The FDA is set to review biologics license applications (BLA) for two multiple myeloma treatments: belantamab mafodotin combinations and linvoseltamab. These regulatory decisions could significantly impact the treatment landscape for patients with relapsed or refractory multiple myeloma, offering new hope for those who have exhausted other options. The outcomes are based on data from Phase III clinical trials DREAMM-7 and DREAMM-8 for belantamab mafodotin, and LINKER-MM1 for linvoseltamab.
Belantamab Mafodotin Combinations Under FDA Review
GSK's belantamab mafodotin (Blenrep) is under review by the FDA in combination with bortezomib plus dexamethasone (BVd) and pomalidomide plus dexamethasone (BPd) for treating multiple myeloma patients who have received at least one prior line of therapy. The FDA has set a Prescription Drug User Fee Act (PDUFA) action date of July 23, 2025.
The BLA is supported by results from the Phase III DREAMM-7 and DREAMM-8 trials. The DREAMM-7 trial compared BVd to daratumumab plus bortezomib and dexamethasone (DVd), while DREAMM-8 compared BPd to bortezomib plus pomalidomide and dexamethasone (PVd).
Hesham Abdullah, Senior Vice President, Global Head Oncology, R&D, GSK, stated, "Relapsed/refractory multiple myeloma treatment could be transformed by additional, efficacious treatment options with manageable side effects and community-based administration. The evidence from DREAMM-7 and DREAMM-8 supporting our Blenrep combinations submission has been further strengthened by the statistically significant overall survival results from the DREAMM-7 trial. We look forward to working with the FDA on this review."
DREAMM-7 and DREAMM-8 Trial Data
The DREAMM-7 trial demonstrated a statistically significant improvement in progression-free survival (PFS) for BVd compared to DVd (HR, 0.41; 95% CI, 0.31-0.53; P < .001). At a median follow-up of 28.2 months, the median PFS was 36.6 months for BVd and 13.4 months for DVd. Overall survival (OS) data, although not statistically significant at the data cutoff, favored the BVd arm, with an 18-month OS rate of 84% compared to 73% for DVd.
The DREAMM-8 trial also showed a significant improvement in PFS for BPd compared to PVd (HR, 0.52; 95% CI, 0.37-0.73; P < .001). At a median follow-up of 21.8 months, the median PFS was not reached for BPd and was 12.7 months for PVd.
Regeneron's Linvoseltamab BLA Resubmission Accepted
Regeneron Pharmaceuticals announced that the FDA has accepted for review the resubmission of the Biologics License Application (BLA) for linvoseltamab for the treatment of adult patients with relapsed/refractory (R/R) multiple myeloma (MM). The target action date for the FDA decision is July 10, 2025.
Acceptance of the BLA resubmission follows the resolution of third-party fill/finish manufacturing issues, which was the sole approvability issue identified by the FDA in the previous submission. The BLA is supported by data from the pivotal LINKER-MM1 trial investigating linvoseltamab in R/R MM, and linvoseltamab is also under review by the European Medicines Agency (EMA) for the same patient population.

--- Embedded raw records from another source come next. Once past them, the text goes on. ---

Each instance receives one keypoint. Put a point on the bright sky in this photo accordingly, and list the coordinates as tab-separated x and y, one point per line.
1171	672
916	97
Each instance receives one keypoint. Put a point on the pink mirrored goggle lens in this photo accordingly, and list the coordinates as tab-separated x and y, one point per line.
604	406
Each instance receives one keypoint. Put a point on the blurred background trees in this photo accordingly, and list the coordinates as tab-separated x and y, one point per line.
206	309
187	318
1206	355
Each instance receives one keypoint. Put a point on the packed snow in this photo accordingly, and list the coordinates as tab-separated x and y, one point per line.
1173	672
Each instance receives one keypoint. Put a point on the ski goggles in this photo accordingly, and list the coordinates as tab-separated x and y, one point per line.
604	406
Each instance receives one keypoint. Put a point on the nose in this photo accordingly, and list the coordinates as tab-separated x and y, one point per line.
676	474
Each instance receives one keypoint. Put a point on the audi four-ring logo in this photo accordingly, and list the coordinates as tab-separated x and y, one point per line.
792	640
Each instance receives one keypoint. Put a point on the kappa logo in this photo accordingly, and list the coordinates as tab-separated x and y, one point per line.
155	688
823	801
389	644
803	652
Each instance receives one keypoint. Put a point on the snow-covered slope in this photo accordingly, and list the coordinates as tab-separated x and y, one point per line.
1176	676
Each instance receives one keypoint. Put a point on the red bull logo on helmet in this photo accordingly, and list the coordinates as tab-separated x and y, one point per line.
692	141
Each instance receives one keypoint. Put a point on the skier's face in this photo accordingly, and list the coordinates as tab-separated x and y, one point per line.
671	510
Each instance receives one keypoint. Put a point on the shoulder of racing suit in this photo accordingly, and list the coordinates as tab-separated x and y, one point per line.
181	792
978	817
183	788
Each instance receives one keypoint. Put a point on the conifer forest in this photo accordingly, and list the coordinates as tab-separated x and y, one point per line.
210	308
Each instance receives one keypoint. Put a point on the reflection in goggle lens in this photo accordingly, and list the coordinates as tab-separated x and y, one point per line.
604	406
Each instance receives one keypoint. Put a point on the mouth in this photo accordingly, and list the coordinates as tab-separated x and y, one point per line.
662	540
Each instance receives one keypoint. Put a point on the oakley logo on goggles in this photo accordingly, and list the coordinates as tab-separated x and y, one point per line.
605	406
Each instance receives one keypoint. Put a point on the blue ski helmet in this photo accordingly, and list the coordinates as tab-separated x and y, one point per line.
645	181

Linvoseltamab Clinical Development Program
Linvoseltamab is an investigational BCMAxCD3 bispecific antibody designed to bridge B-cell maturation antigen (BCMA) on MM cells with CD3-expressing T cells to facilitate T-cell activation and cancer-cell killing.

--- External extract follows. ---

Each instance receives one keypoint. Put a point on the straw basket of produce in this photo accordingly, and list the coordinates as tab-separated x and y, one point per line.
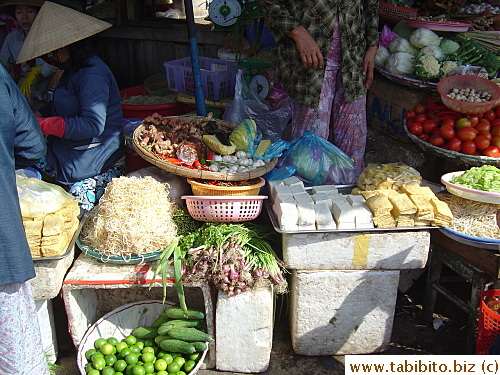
201	147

The ongoing, open-label, multicenter Phase 1/2 dose-escalation and dose-expansion LINKER-MM1 trial is investigating linvoseltamab in 282 enrolled patients with relapsed/refractory MM. The Phase 1 dose-escalation portion of the trial – which is now complete – primarily assessed safety, tolerability and dose-limiting toxicities across nine dose levels of linvoseltamab and explored different administration regimens. The ongoing Phase 2 dose expansion portion is assessing the safety and anti-tumor activity of linvoseltamab, with the primary endpoint of objective response rate.

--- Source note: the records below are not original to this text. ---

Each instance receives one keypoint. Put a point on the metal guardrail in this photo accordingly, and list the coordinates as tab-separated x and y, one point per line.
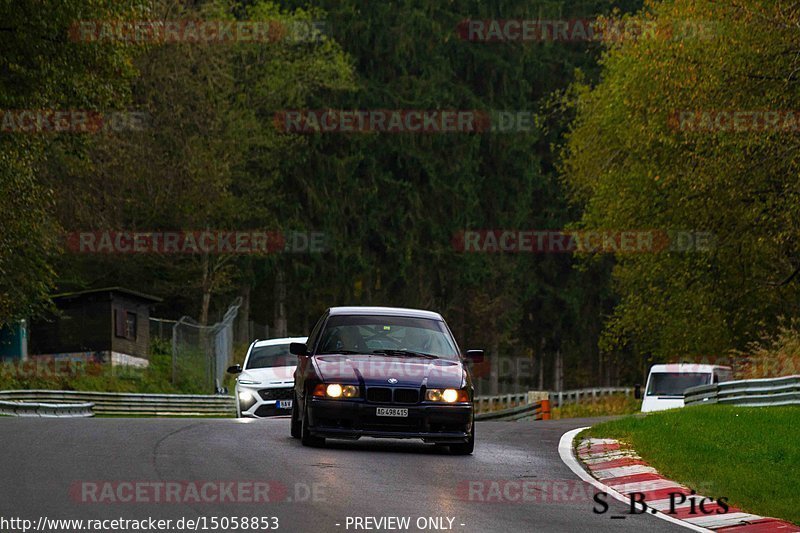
559	399
116	403
47	410
534	411
748	392
485	404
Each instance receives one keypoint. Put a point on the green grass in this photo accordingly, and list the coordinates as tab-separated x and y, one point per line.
156	378
750	455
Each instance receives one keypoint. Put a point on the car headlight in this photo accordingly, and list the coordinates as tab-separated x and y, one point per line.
447	395
335	390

Impact on Multiple Myeloma Treatment
Multiple myeloma is the second most common blood cancer, with over 187,000 new cases diagnosed globally each year. In the U.S., an estimated 36,000 new cases will be diagnosed in 2025, with 12,000 deaths anticipated. These potential approvals represent a significant step forward in providing effective treatments for patients with relapsed or refractory multiple myeloma.